Los productos no tradicionales han tenido sus pro y contras en el mercado mexicano, sujetos a los intereses particulares de ese país, es por ello que algunos tienen un exceso de dificultades para entrar, como las frutas, en cambio otros pasan con mucha flexibilidad.
Roberto Brenes, gerente general de la Asociación de Productores y Exportadores de No Tradicionales de Nicaragua (Apenn), explicó que en casos como las frutas la situación ha sido totalmente adversa. El último año el saldo de exportación fue totalmente rojo.
Detalló que la fruta es altamente delicada, y su proceso de descomposición es acelerado, por lo que no puede sujetarse a una serie de barreras no arancelarias que se han impuesto hasta que el producto llega a la frontera terrestre.
En tanto, indicó que no es posible superar ese obstáculo por la vía aérea, ya que no todas las frutas se pueden enviar por ese medio de transporte, así también se elevarían los costos excesivamente.

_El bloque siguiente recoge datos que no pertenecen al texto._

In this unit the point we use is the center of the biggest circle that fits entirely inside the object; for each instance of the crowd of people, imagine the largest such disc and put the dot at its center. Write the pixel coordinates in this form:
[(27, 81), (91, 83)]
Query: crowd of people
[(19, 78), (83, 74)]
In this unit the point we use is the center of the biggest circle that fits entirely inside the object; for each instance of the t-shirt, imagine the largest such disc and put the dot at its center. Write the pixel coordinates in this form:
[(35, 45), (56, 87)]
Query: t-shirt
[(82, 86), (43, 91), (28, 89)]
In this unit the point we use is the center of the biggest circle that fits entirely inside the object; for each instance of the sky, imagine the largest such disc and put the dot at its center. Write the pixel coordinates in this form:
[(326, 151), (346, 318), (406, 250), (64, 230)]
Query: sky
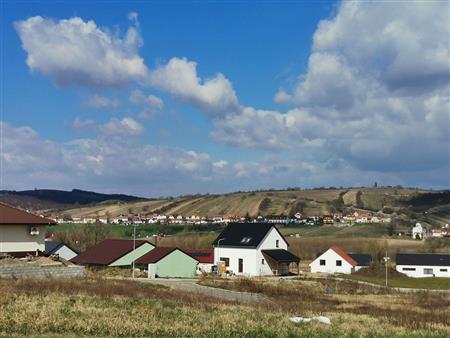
[(167, 98)]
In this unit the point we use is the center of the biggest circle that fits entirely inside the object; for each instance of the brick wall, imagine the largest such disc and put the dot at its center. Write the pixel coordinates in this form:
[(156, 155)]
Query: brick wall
[(41, 271)]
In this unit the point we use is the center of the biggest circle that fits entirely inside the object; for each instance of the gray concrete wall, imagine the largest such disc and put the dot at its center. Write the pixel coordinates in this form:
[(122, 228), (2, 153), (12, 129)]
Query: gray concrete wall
[(41, 271)]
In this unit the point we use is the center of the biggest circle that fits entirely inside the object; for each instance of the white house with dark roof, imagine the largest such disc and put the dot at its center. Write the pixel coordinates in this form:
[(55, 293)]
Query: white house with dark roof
[(253, 249), (423, 265), (335, 260)]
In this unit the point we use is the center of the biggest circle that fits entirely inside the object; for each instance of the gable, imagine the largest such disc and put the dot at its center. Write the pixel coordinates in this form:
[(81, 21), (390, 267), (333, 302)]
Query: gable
[(248, 235)]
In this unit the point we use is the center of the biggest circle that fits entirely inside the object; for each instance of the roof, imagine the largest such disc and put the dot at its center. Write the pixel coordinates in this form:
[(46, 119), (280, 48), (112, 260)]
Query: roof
[(12, 216), (52, 246), (344, 256), (106, 252), (361, 259), (281, 255), (247, 235), (202, 255), (157, 254), (423, 259)]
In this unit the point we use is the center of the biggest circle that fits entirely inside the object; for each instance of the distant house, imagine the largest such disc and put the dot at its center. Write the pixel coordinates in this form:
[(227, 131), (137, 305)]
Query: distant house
[(59, 248), (423, 265), (205, 258), (113, 252), (335, 260), (418, 232), (168, 262), (21, 232), (254, 249)]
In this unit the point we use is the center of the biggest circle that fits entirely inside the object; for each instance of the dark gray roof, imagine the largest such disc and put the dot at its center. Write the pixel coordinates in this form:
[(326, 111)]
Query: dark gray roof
[(243, 234), (281, 255), (52, 246), (423, 259), (361, 259)]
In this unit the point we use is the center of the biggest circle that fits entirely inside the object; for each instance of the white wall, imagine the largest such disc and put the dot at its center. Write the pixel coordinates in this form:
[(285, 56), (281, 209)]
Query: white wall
[(252, 258), (330, 257), (66, 253), (419, 270), (269, 242), (247, 254), (17, 238)]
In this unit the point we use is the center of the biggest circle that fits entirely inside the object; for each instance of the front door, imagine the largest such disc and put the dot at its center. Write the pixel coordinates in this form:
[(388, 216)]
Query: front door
[(241, 265)]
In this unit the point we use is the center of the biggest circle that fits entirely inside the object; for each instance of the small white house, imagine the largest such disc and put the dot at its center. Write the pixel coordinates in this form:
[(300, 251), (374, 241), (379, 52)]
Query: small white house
[(253, 249), (418, 231), (335, 260), (424, 265), (21, 232), (59, 248)]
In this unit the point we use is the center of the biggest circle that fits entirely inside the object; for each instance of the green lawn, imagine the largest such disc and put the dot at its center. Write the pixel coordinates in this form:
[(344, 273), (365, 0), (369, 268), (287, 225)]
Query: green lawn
[(404, 282)]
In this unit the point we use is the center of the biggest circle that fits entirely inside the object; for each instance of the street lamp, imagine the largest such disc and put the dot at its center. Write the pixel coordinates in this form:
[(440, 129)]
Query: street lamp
[(386, 259), (218, 247), (134, 247)]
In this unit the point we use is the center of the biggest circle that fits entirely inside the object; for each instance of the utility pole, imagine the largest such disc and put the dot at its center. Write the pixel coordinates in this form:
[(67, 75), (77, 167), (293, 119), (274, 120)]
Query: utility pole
[(134, 248), (386, 259)]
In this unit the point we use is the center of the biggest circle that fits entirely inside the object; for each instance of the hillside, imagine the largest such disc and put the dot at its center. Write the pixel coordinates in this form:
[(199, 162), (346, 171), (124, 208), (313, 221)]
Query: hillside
[(44, 199), (401, 201)]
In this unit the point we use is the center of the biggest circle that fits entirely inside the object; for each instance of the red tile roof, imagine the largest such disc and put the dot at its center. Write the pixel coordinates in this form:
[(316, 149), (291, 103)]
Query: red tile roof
[(346, 257), (202, 255), (107, 251), (12, 216)]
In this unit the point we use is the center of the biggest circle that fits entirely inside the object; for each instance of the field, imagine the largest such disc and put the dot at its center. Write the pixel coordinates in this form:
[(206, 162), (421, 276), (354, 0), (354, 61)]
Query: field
[(97, 307)]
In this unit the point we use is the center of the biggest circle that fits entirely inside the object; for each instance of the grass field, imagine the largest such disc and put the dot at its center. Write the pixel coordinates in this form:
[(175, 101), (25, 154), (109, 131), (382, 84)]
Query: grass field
[(96, 307)]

Otra situación se plantea con el ajonjolí, porque el envío hacia México es engorroso y debido a lo delicado del producto éste no puede permanecer por mucho tiempo en la frontera, lo que redunda en aumento de costos para los exportadores.
Es por tal razón, que “ha habido un desencanto por el mercado mexicano, y se ha optado por ingresar a Guatemala, donde es más fácil introducirlo”, añadió.
Caso contrario ha sucedido con el maní, dado que esta semilla es de mucho interés para México, ya que es una de las principales materias primas para elaborar la mantequilla, que luego es exportada a terceros países, principalmente Estados Unidos, uno de sus mercados cautivos.